Michael Arthate, on the opening monologue.

Scratches is an Argentinian mystery/horror point-and-click adventure game for the PC released in 2006. A Director's Cut was released a year later featuring an alternate ending. It was developed by the now-defunct NucleoSys and published first by Got Game and currently by Meridian 4.

It features a soundtrack made by Cellar of Rats, which helps building the atmosphere.

The game has you playing as Michael Arthate, a rising horror writer who has acquired a Victorian mansion nestled in the sleepy English town of Rothbury to inspire him into finishing his new book.

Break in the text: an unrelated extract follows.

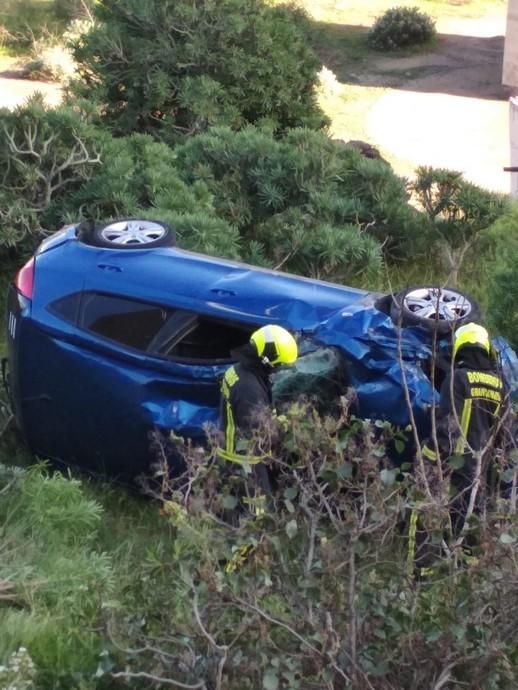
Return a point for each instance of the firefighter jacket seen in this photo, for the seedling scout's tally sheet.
(472, 401)
(245, 391)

However, he soon discovers the mansion's horrible past with a murder committed by the manor's former owner, James Blackwood, followed by his sudden death and subsequent disappearance of James's best friend and house caretaker, Christopher Milton. In addition, Michael hears strange, unnerving scratching noises echoing through the house every night. Michael then becomes poised to solve the mystery.

The Director's Cut includes an epilogue, subtitled The Last Visit. Following a Time Skip, the Blackwood Manor has since become the subject of various thefts and vandalism after Michael's stay. The town of Rothbury, wanting to put this whole thing behind them, has ordered the manor to be demolished, but not before an investigative journalist is sent to the manor to finally put to rest what really happened inside that house.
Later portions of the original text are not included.